La théorie du prétendu « néo-colonialisme » doit être radicalement dénoncée comme réactionnaire et petite-bourgeoise, tout comme les théories sur le « néo-capitalisme » (voir Programme communiste, n° 19). Elles ne donnent aucune explication scientifique du processus historique qui a donné naissance à la période colonialiste du capitalisme, pas plus qu’une explication sur le capitalisme lui-même. En dernière analyse, leur fond se ramène à ceci : le capitalisme peut continuer à vivre, pourvu qu’il cesse d’être colonialiste, oppresseur, exploiteur, pourvu qu’il devienne respectable.

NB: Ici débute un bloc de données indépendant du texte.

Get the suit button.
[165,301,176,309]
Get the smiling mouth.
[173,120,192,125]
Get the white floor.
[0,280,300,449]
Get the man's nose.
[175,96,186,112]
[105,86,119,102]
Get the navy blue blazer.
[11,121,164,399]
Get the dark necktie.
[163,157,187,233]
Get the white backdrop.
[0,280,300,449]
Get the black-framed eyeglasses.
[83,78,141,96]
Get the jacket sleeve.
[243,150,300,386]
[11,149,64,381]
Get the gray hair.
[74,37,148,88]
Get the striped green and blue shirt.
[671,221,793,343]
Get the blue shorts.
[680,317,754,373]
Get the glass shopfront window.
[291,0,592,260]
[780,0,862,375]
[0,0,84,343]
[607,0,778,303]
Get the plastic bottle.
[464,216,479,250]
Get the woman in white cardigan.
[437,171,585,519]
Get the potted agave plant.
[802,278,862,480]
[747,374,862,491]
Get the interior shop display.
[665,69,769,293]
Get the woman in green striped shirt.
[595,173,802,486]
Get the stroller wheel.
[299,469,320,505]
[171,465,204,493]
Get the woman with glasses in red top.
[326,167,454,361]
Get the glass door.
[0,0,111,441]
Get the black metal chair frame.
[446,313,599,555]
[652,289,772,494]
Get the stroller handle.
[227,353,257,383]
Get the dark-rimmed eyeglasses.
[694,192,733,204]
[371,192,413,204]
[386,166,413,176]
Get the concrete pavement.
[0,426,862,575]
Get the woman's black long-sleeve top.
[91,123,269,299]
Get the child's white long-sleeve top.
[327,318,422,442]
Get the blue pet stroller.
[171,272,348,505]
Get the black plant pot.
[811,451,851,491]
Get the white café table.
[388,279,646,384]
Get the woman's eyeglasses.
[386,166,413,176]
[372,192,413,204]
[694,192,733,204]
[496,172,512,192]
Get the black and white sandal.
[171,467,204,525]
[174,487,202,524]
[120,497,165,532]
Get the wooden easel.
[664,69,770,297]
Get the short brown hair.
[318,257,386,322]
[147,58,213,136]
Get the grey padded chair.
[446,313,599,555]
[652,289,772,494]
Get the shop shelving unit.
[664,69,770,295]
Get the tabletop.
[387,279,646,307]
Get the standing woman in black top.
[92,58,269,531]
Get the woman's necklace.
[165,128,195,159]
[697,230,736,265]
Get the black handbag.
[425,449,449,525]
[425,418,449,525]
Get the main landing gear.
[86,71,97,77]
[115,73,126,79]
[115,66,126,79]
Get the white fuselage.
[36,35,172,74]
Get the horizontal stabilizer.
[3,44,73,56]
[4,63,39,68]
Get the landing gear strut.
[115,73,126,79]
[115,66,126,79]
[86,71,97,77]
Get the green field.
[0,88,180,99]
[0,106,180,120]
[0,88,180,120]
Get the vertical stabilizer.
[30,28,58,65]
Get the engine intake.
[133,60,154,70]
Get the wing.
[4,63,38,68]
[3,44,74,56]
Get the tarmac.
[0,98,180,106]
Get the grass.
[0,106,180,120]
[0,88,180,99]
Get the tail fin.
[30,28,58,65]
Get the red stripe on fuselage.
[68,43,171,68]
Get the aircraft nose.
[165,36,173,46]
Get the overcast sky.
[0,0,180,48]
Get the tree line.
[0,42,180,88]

Poursuivant sur sa lancée, l’article dont nous nous occupons découvre une « structure néo-colonialiste du commerce mondial ». En fait, le commerce mondial n’a rien de nouveau et il suffit de laisser la parole à Marx pour le décrire :

« La grande industrie a fait naître le marché mondial, que la découverte de l’Amérique avait préparé. Le marché mondial a donné une impulsion énorme au commerce, à la navigation, aux voies de communication. En retour, ce développement a entraîné l’essor de l’industrie. A mesure que l’industrie, le commerce, la navigation, les chemins de fer prirent de l’extension, la bourgeoisie s’épanouissait, multipliant ses capitaux et refoulant à l’arrière-plan toutes les classes léguées par le moyen-âge. Poussée par le besoin de débouchés toujours plus larges pour ses produits, la bourgeoisie envahit toute la surface du globe. Partout elle doit s’incruster, partout il lui faut bâtir, partout elle établit des relations. En exploitant le marché mondial, la bourgeoisie a donné une forme cosmopolite à la production et à la consommation de tous les pays. Au grand regret des réactionnaires, elle a dérobé le sol national sous les pieds de l’industrie. Les vieux métiers nationaux sont détruits, ou le seront bientôt. Ils sont détrônés par de nouvelles industries, dont l’adoption devient un problème vital pour toutes les nations civilisées et qui emploient des matières premières provenant, non plus de l’intérieur, mais des régions les plus éloignées. Les produits industriels sont consommés non seulement dans le pays même mais dans toutes les parties du monde. Les anciens besoins satisfaits par les produits indigènes, font place à de nouveaux qui réclament pour leur satisfaction les produits des pays et des climats les plus lointains. L’ancien isolement et l’autarcie locale et nationale font place à un trafic universel, une interdépendance universelle des nations. »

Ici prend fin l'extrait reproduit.